July 24th, 2023 | 7 min. read

By Phil Parsons

If you remember going to the pool as a kid, you know a swim is more than just a dip in the water. A trip to the pool was summer’s answer to a snow day– just one that was always within reach. And while snow days won’t get you out of work, jumping in the pool can still give you those feelings of fun and relaxation you got as a kid.

Those feelings are even better when they’re in your backyard. Having a space in your backyard dedicated to rest and relaxation minimizes your other problems, even if those problems are with the rest of the house.  The presence of a refuge in your backyard can reduce stress, improve your health, and make your outdoor space as restorative as sleeping in your bed.
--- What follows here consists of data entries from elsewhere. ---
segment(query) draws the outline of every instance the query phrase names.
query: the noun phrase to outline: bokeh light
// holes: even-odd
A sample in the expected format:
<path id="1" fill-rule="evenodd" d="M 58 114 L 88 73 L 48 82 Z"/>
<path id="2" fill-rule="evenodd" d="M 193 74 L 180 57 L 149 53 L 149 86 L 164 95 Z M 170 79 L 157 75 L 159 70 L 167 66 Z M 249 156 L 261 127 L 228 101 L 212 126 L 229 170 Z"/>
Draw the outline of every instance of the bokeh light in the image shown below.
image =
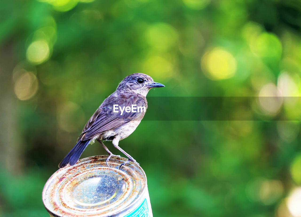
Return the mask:
<path id="1" fill-rule="evenodd" d="M 237 63 L 231 53 L 222 48 L 216 48 L 204 55 L 201 64 L 207 77 L 212 80 L 220 80 L 234 75 Z"/>
<path id="2" fill-rule="evenodd" d="M 50 51 L 46 41 L 39 40 L 33 42 L 28 46 L 26 57 L 29 62 L 35 64 L 42 63 L 49 57 Z"/>
<path id="3" fill-rule="evenodd" d="M 21 100 L 29 99 L 33 96 L 38 90 L 36 77 L 32 72 L 23 71 L 19 75 L 14 84 L 14 92 L 18 99 Z"/>
<path id="4" fill-rule="evenodd" d="M 200 10 L 207 6 L 210 0 L 183 0 L 185 5 L 191 9 Z"/>
<path id="5" fill-rule="evenodd" d="M 301 187 L 293 189 L 288 196 L 287 204 L 290 212 L 294 217 L 301 217 Z"/>
<path id="6" fill-rule="evenodd" d="M 299 124 L 293 121 L 279 121 L 277 123 L 277 130 L 281 140 L 286 142 L 292 142 L 300 132 Z"/>
<path id="7" fill-rule="evenodd" d="M 283 101 L 281 93 L 272 83 L 266 84 L 259 92 L 259 103 L 265 114 L 276 115 L 279 112 Z"/>
<path id="8" fill-rule="evenodd" d="M 259 198 L 265 205 L 270 205 L 280 198 L 283 193 L 282 183 L 279 180 L 266 180 L 261 183 Z"/>
<path id="9" fill-rule="evenodd" d="M 282 46 L 279 39 L 274 34 L 263 32 L 253 38 L 250 47 L 253 53 L 261 57 L 280 58 Z"/>
<path id="10" fill-rule="evenodd" d="M 85 0 L 82 1 L 84 2 L 90 2 L 89 0 Z M 79 0 L 38 0 L 40 2 L 47 2 L 52 5 L 53 6 L 53 8 L 56 11 L 66 11 L 71 10 L 76 6 L 78 3 Z"/>

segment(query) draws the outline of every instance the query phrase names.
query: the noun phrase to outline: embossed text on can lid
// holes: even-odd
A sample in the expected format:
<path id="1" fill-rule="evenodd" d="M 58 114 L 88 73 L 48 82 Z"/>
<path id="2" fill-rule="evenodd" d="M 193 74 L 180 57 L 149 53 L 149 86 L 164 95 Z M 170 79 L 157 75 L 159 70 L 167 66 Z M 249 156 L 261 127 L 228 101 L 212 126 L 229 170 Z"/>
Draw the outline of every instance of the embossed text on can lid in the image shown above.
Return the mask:
<path id="1" fill-rule="evenodd" d="M 107 156 L 81 159 L 54 174 L 42 193 L 48 212 L 58 216 L 112 216 L 138 200 L 147 185 L 142 169 L 131 162 L 119 170 L 127 159 L 113 156 L 108 167 Z"/>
At KP Contracting, we’re experts in all things outdoor living, pools included. But installing a full-size pool is a major undertaking. That's why the past few years have seen the rise of an alternative with all of a pool's benefits, but fewer of its troubles: the plunge pool.
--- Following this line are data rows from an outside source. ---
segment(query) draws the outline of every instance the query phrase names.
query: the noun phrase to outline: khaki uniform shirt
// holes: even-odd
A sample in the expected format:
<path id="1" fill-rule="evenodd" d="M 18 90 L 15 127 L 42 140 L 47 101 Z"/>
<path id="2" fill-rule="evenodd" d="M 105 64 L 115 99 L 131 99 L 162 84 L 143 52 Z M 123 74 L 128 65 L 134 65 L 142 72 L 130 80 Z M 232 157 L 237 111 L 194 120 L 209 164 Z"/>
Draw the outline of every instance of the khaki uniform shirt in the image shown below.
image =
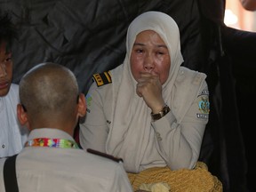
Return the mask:
<path id="1" fill-rule="evenodd" d="M 71 140 L 64 132 L 34 130 L 34 138 Z M 0 191 L 4 192 L 0 160 Z M 20 192 L 129 192 L 132 191 L 122 163 L 77 148 L 26 147 L 16 160 Z"/>

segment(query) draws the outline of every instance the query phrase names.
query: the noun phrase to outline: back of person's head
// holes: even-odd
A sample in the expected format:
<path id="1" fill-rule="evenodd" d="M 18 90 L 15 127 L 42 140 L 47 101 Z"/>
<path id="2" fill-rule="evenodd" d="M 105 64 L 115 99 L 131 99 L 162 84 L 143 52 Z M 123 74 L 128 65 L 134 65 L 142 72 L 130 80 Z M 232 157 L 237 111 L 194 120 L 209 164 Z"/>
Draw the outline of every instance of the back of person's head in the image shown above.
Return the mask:
<path id="1" fill-rule="evenodd" d="M 8 12 L 0 12 L 0 44 L 6 43 L 7 52 L 11 52 L 13 40 L 18 37 L 17 28 Z"/>
<path id="2" fill-rule="evenodd" d="M 79 114 L 78 92 L 72 71 L 55 63 L 34 67 L 20 82 L 20 103 L 32 129 L 75 124 Z"/>

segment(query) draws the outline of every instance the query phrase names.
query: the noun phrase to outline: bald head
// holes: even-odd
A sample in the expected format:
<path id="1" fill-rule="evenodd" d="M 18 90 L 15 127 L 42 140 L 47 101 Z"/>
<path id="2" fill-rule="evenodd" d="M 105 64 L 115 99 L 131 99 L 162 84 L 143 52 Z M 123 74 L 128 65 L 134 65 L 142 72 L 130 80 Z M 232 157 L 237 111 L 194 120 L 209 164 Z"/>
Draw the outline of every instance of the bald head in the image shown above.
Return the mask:
<path id="1" fill-rule="evenodd" d="M 75 75 L 59 64 L 39 64 L 20 82 L 20 103 L 33 122 L 46 124 L 74 118 L 78 94 Z"/>

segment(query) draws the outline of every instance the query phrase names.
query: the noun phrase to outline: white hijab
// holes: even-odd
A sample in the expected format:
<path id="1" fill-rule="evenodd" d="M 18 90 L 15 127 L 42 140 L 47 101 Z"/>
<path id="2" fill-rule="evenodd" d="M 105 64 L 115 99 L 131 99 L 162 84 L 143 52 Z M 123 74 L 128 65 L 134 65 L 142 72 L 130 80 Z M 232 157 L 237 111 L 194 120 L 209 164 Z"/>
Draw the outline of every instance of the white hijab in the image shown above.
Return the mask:
<path id="1" fill-rule="evenodd" d="M 112 124 L 106 151 L 124 160 L 124 167 L 138 172 L 149 140 L 154 140 L 151 110 L 136 93 L 137 82 L 131 72 L 130 56 L 136 36 L 144 30 L 154 30 L 167 45 L 171 68 L 163 84 L 163 97 L 171 108 L 172 87 L 183 62 L 180 31 L 176 22 L 167 14 L 148 12 L 138 16 L 129 26 L 126 36 L 126 55 L 123 65 L 111 70 L 113 84 Z"/>

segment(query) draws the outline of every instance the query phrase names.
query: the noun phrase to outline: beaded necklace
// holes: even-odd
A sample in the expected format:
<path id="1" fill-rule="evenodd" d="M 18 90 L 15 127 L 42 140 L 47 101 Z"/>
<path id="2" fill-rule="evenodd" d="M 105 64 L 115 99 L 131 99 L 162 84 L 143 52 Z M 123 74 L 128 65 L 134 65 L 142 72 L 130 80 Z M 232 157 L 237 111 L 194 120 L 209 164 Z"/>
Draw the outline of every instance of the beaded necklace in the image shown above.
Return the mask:
<path id="1" fill-rule="evenodd" d="M 79 148 L 76 141 L 63 139 L 49 139 L 49 138 L 36 138 L 34 140 L 28 140 L 25 146 L 60 148 Z"/>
We install plunge pools at KP Contracting, but our first priority is that your backyard becomes your oasis, big or small, wet or not. In this article, we’ll help you decide whether a plunge pool is the right fit for your backyard by walking through its pros and cons.

What is a plunge pool? 

Plunge pools are smaller than a full-size pool, but bigger than a hot tub. Smaller plunge pools are 6x10 feet, and big ones can run up to 10x22. They’re also slightly deeper than hot tubs, with depths usually in the 5 to 7 foot range. They can be made of fiberglass, concrete, or vinyl. 

plunge pool landscape

The design idea behind a plunge pool is to provide the experience of taking a swim, with a smaller footprint and cost than full-size pools (20-40 feet long), or dedicated lap lane pools (generally 40 feet).

Who is a plunge pool for?

A plunge pool is for homeowners with a small yard, who want to spend less money, and who are looking for less work involved in upkeep. If you like the idea of relaxing in the water, and don’t need a lot of space to do it, a plunge pool might be a good fit.

Why get a plunge pool?

A plunge pool is a good option if its unique dimensions fit your exercise and recreation needs, and if your zip code and neighborhood make a pool an addition to your home’s value.

Plunge Pool Pros

A backyard plunge pool leaves you more backyard

While traditional pools take up most of your backyard, plunge pools are small enough to allow you to have your backyard and swim in it, too. 
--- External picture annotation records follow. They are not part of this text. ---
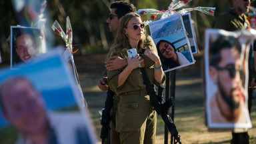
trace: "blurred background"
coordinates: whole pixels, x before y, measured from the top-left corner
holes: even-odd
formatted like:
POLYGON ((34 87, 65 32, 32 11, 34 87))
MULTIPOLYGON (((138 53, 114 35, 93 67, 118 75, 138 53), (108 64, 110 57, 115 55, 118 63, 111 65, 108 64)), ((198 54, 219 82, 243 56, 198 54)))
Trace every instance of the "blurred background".
MULTIPOLYGON (((74 55, 84 55, 88 53, 108 51, 114 35, 109 31, 106 19, 110 12, 109 6, 113 0, 51 0, 47 1, 48 23, 51 25, 57 20, 65 27, 67 16, 69 16, 73 31, 73 45, 78 45, 79 51, 74 55)), ((130 0, 137 10, 140 9, 156 9, 167 10, 170 0, 130 0)), ((195 29, 199 50, 203 49, 203 33, 206 28, 213 27, 218 15, 228 9, 232 0, 199 1, 193 0, 185 7, 216 7, 215 16, 205 15, 199 11, 191 12, 195 21, 195 29)), ((255 3, 252 1, 251 5, 255 3)), ((19 25, 18 16, 15 15, 11 1, 0 2, 0 50, 3 62, 9 60, 10 48, 8 38, 10 36, 10 26, 19 25)), ((185 7, 184 7, 185 8, 185 7)), ((21 25, 24 26, 24 25, 21 25)), ((49 25, 50 27, 51 25, 49 25)), ((63 28, 63 29, 65 29, 63 28)), ((64 30, 65 31, 65 30, 64 30)), ((54 45, 64 45, 60 37, 55 35, 54 45)))

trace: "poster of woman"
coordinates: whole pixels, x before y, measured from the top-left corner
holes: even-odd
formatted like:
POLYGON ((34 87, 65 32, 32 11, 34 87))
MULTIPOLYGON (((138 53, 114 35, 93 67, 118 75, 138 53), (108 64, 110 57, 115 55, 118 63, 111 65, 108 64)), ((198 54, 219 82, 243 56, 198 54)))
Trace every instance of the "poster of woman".
POLYGON ((11 69, 15 68, 17 63, 25 65, 34 57, 43 53, 41 42, 42 35, 39 29, 11 26, 11 69))
POLYGON ((195 63, 180 13, 149 25, 165 73, 195 63))

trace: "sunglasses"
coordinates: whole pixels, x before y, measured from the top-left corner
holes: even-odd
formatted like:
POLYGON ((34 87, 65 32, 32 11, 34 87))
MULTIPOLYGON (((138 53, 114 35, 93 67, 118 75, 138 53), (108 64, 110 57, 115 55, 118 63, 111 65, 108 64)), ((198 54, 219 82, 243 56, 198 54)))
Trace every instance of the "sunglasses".
POLYGON ((139 27, 140 27, 141 29, 144 29, 145 24, 144 23, 139 23, 139 24, 133 24, 131 28, 133 29, 134 30, 137 30, 139 29, 139 27))
POLYGON ((233 65, 233 64, 227 65, 225 67, 221 67, 219 66, 216 66, 215 67, 218 71, 221 71, 221 70, 228 71, 230 77, 231 77, 233 79, 235 77, 235 75, 237 74, 237 71, 239 72, 240 76, 242 75, 242 73, 243 73, 243 71, 241 69, 236 69, 235 65, 233 65))
POLYGON ((113 18, 114 18, 114 17, 117 17, 118 15, 113 15, 113 14, 109 14, 109 19, 110 19, 110 20, 112 20, 113 19, 113 18))

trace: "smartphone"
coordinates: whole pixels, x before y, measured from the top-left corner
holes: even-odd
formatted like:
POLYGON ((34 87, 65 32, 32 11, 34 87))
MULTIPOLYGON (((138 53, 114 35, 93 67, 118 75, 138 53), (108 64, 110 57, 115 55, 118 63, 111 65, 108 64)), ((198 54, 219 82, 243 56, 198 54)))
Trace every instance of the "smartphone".
POLYGON ((132 59, 132 58, 136 57, 136 55, 137 54, 137 50, 135 48, 128 49, 127 53, 128 53, 129 57, 130 57, 130 59, 132 59))

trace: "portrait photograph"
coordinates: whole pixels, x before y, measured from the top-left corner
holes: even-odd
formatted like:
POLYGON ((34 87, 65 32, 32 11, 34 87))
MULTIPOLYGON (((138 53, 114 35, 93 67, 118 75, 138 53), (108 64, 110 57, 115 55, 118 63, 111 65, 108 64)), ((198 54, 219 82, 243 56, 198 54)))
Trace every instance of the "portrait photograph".
POLYGON ((43 53, 41 49, 42 35, 36 27, 11 26, 11 69, 17 68, 31 61, 43 53))
POLYGON ((187 13, 182 15, 182 19, 183 20, 185 29, 187 32, 187 38, 189 39, 192 54, 197 53, 198 51, 197 51, 197 45, 196 43, 195 29, 194 29, 194 26, 192 24, 191 13, 187 13))
POLYGON ((180 13, 149 24, 164 72, 195 63, 180 13))
POLYGON ((51 50, 18 69, 0 71, 0 143, 95 143, 89 115, 62 55, 51 50), (33 141, 36 136, 45 138, 33 141))
POLYGON ((206 120, 209 129, 252 127, 248 111, 248 55, 253 37, 207 29, 205 45, 206 120))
With most backyards between 6,000 and 10,000 square feet, space is at a premium. According to HomeAdvisor, the average yard size in Maryland is 7,599 square feet. Even smaller full-size pools start at 288 square feet (12x24 sq ft), so it's easy to run out of room. A large plunge pool, on the other hand, is 200 square feet (10x20 sq ft), allowing you to balance back yard real estate with the chance to take a dip. A smaller, 24 square foot plunge pool will leave you with even more room, while still providing all of a pool's baseline benefits. You'll still be able to relax and exercise, while not dominating your backyard with a single feature. Instead, you’ll have more backyard space in addition to the plunge pool.

The permitting process for plunge pools is easier 

It's also easier to get approval for plunge pools. Plunge pools have an easier installation process and less construction entailed than normal size pools, increasing the likelihood that your town will say yes. For instance, many municipalities have setback requirements, which require a pool to be set back a certain distance from your house. According to poolresearch.com, most localities want at least ten feet of distance between house and pool. That’s generally the case for Maryland, as well. A plunge pool is more likely to fit within those rules, and your backyard. If you want to know for sure, contact your county authorities. Here’s a list of links to county permitting and inspection departments throughout Maryland.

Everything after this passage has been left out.